La norme ISO 27701, un complément à la norme ISO/IEC 27 001
Cette norme nous permet notamment de démontrer, conformément au principe de responsabilité, que nos pratiques internes en matière de traitement des données à caractère personnel sont allignées sur les principes de base posés par le RGPD (licéité, loyauté, transparence; limitation des finalités; minimisation; exactitude, limitation de la conservation; intégrité et confidentialité).
Contrôle externe et renouvellement des certifications ISO
Conformité à la protection des données – FAQ
1) Quel est le rôle de Fiabilis dans le traitement des données des clients ?
2) Comment les données sont-elles transférées à Fiabilis ?
Nous avons créé une plateforme d’échange de données sécurisée et individuelle pour chaque client par laquelle le client peut envoyer ses données directement vers notre serveur. Le client peut également opter pour un transfer de données selon ses exigences, tel que par le biais d’une infrastructure interne dédiée et fournie par ses soins.
3) Où et combien de temps les données sont-elles stockées ?
Vos données sont stockées et traitées exclusivement en Belgique sur les serveurs de Fiabilis pendant la période convenue dans le DPA. Celles-ci sont détruites après cette période.
Les initiatives concrètes prises pour protéger vos données
Sécurité des locaux
- Signature d´une Charte IT et engagement de confidentialité
- Formations, sensibilisations, évaluations régulières des connaissances en matière de sécurité de l’information
Sécurité physique
- Supervision directe des visiteurs par un membre de Fiabilis pendant toute la durée de la visite
- Contrôles et accès limités aux locaux
Gestion des actifs
- Gestion automatisée et décentralisée de l’inventaire des actifs
- Politique de gestion, suivi et mise au rebut des actifs confiés tout au long de leur vie
- Politique de sécurité des périphériques (verrouillage automatique, complexité et rotation des mot de passe, protection en temps réel contre les logiciels malveillants, pare-feu, cryptage des disques, restriction de l’installation des logiciels, mises à jour automatiques…)

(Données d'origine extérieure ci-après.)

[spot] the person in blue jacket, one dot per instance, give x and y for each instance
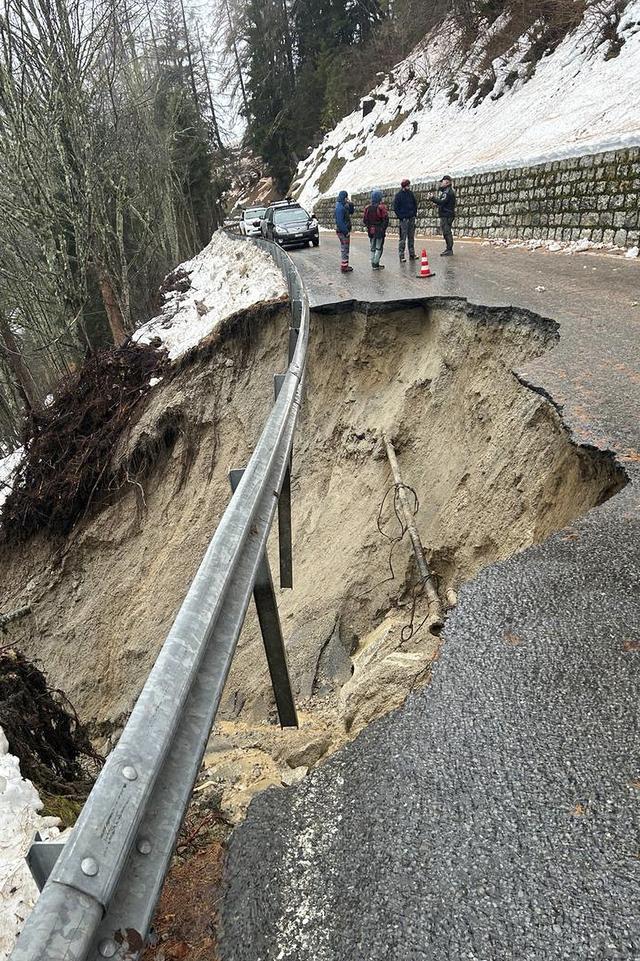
(344, 209)
(406, 208)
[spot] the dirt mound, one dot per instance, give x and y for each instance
(44, 733)
(66, 467)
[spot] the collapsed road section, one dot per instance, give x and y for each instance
(496, 813)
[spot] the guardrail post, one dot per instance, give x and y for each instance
(41, 857)
(264, 596)
(285, 534)
(293, 340)
(296, 313)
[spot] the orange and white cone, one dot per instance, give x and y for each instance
(425, 269)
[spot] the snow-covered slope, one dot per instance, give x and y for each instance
(227, 276)
(8, 467)
(575, 102)
(19, 820)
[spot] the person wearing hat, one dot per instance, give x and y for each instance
(343, 212)
(446, 202)
(406, 208)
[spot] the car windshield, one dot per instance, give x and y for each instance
(290, 215)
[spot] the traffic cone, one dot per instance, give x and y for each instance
(425, 269)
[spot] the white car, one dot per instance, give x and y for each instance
(250, 221)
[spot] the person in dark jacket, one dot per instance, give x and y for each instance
(376, 220)
(446, 201)
(406, 208)
(344, 209)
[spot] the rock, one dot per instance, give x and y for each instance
(306, 755)
(295, 776)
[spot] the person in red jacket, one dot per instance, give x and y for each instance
(376, 220)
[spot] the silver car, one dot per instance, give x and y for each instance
(250, 221)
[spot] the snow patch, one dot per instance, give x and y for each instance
(575, 103)
(19, 821)
(8, 467)
(227, 276)
(559, 246)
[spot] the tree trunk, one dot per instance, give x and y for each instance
(112, 307)
(214, 118)
(23, 379)
(237, 59)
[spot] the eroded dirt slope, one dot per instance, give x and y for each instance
(490, 461)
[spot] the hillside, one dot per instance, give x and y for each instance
(495, 103)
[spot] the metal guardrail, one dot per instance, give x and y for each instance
(101, 892)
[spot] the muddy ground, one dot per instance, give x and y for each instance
(493, 468)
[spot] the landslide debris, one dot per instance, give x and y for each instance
(66, 468)
(45, 734)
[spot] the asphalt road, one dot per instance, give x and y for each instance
(496, 816)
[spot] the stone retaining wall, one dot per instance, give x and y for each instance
(596, 197)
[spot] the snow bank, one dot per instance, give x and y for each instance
(8, 467)
(575, 103)
(228, 275)
(19, 820)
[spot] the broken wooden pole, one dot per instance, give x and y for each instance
(426, 577)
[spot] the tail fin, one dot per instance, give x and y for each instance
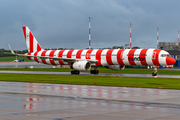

- Politique de gestion des droits d’accès centralisée et revues régulières indépendantes
- Politique de gestion des fournisseurs de service ou d’approvisionnement, engagement de confidentialité obligatoire, audit annuel de leur sécurité
- Politique de contrôle des développements, audit de code, test de vulnérabilité
- L’ensemble de nos actifs entre dans la gestion de notre SMSI certifié ISO 27001
Données
- Hébergement de toutes les données clients et internes sur notre propre infrastructure interne
- Politique stricte d’échange ou de partage de fichiers sur nos propres outils hébergés en interne
- Pseudonymisation des données dès leur téléchargement sur le site de la Sécurité Social
- Aucun transfert de données sensibles à un quelconque sous-traitant
- Authentification obligatoire des utilisateurs par login et mot passe, avec double authentification (MFA) obligatoire pour les accès distants (VPN)
- Archivage centralisé des logs d’accès aux données
- Cycle de vie strict des données en application des règlementations en vigueur (RGPD), des recommandations locales (CNIL…), la norme ISO 27101 et la norme ISO 27701
- Politique de backup qui définit clairement le cryptage et le lieu de stockage des données en interne (dans nos locaux) et en site sécurisé externe.
Hébergements et réseaux
- L’ensemble de l’infrastructure est hébergé localement dans nos propres bureaux physiques
- Fiabilis dispose de différents réseaux internes permettant une gestion fine des accès et une séparation des environnements
- L’accès aux données, réservé au personnel de Fiabilis, n’est possible qu’en connexion physique locale ou via le VPN protégé par une double authentification (MFA)
Audit de sécurité
- Chaque année, conformément à notre certification ISO 27001, l’organisme indépendant Aenor audite, contrôle et certifie notre SMSI, outre le contrôle de notre PMSI en vertu de l´ISO 27701.
- Un plan d’audit interne assure une cohérence du PDCA (Plan, Do, Check, Act) indispensable sur l’ensemble de nos processus
- Chaque année, 3 tests de pénétration internes sont réalisés par les équipes IT internes. Ils sont complétés par 1 test de pénétration et scan de vulnérabilité externe et indépendant.